When we wanted to translate 2D we embedded it in a higher dimension, 3D. The 3x3 matrix would then shear 3D space but the effect it had on our 2D space was a translation.

In a similar fashion to how we have done things in lower dimensions, if we want to use a matrix to describe a translation of 3D we think of our 3D space as being embedded in a higher 4th dimension. Just as our copy of 1D in 2D space was the line $$y=1$$, our copy of 3D in our 4D space is the volume $$w=1$$. This volume in our 4th dimensional space consists of all points $$(x,y,z,w)$$ where the w component is set to 1. This is why in OpenGl we generally specify vertices with the regular 3 components x,y,z and the w component set to 1. Our $$4\times4$$ matrix then describes a shearing of 4D space but the effect it has on our 3D space is a translation. To translate a point in 3D by x units along the x axis, y units along the y axis and z units along the z axis the following matrix is used.
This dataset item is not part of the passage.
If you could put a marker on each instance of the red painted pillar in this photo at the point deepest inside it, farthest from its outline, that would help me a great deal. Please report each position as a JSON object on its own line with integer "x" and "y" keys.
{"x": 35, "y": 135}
$$T_{(x,y,z)} = \begin{bmatrix} 1 & 0 & 0 & {\color{vred}x} \\ 0 & 1 & 0 & {\color{vred}y} \\ 0 & 0 & 1 & {\color{vred}z} \\ 0 & 0 & 0 & 1 \end{bmatrix}$$

In the end we can’t visualize this 4th dimension but hopefully the analogies I have shown in lower dimensions have given an intuition for how and why we use $$4\times4$$ matrices in OpenGL.